We had a 3 1/2 mile fight against the waves, swells, wind and current…I was exhausted but still loving the moment of being there. At one point, a huge sea turtle stuck its head out of the water to observe my struggles. Just before he disappeared into the water, I’m pretty sure he, “Tisk-tisk”, and shook his head in disbelief. He wasn’t the only one though. A search and rescue helicopter came pretty close to check us out too.
As it was time to make our approach and get onto the beautiful white sandy beach, I positioned myself in the direction of the shoreline and with the waves, trying to make sure my kayak doesn’t end up sideways, which would give the crashing waves the perfect opportunity to put me in the ol’ spin cycle. Ugh! Too Late!!! A huge wave picked me up, tossed me to another huge wave and just like a Football Quarterback, that wave threw me and my kayak in the perfect spiral spin to the next wave, which totally fumbled me.
So there I was, upside down in the crashing waves, thinking, “Oh boy, this sucks”, I lost my sunglasses. Oh, and it salty water tasted horrible! “cough cough gag”
Out of the kayak but holding on, the waves pushed me to shore, where a family of 4 dragged my drowned kayak onto shore.

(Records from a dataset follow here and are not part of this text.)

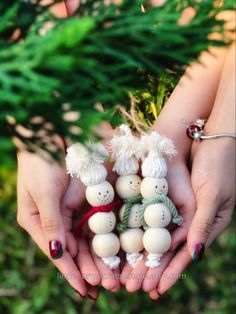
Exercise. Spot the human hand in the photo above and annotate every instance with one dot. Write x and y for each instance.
(172, 263)
(41, 187)
(93, 270)
(213, 181)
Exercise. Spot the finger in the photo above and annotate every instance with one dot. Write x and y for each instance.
(154, 295)
(71, 244)
(222, 220)
(126, 271)
(183, 197)
(174, 270)
(65, 264)
(108, 280)
(135, 280)
(179, 235)
(116, 273)
(86, 264)
(201, 227)
(153, 275)
(70, 201)
(51, 223)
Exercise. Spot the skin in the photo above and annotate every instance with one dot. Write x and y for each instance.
(47, 200)
(198, 80)
(211, 178)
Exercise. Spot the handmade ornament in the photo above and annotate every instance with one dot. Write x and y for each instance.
(85, 162)
(157, 209)
(124, 148)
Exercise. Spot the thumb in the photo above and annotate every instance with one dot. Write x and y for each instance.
(200, 229)
(52, 225)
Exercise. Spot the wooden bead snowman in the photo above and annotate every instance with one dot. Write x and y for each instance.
(158, 210)
(124, 148)
(86, 163)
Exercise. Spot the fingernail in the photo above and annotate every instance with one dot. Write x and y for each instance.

According my GPS, at one point I had traveled 8.7 miles / hour. Ya, kayaks were not meant to go that fast. The Quarterback Wave proved that theory wrong.
The next morning we decided that we would backtrack to Destin and proceed on the ICW until it was absolutely necessary to get back on The Gulf.
But first, we would have to get into our kayaks and enter the Defensive Linebackers of Waves who would do their best to keep us from getting back onto the water…..ugh.
Trying to time the waves and when my attempt might be successful… ya, I blew it twice. Flipped over both times. Now I was frustrated and thinking, “Who’s dumb idea was it to kayak for 15 months?”…ugh!
My third and final attempt to get into my kayak and get past the relentless incoming crashing waves of 3 – 4 feet….. Success!
As for David, although he didn’t flip over, he did tip over, taking in water. I think his better success at it has to do with one thing….my kayak was new to the sport, so it was scared of water.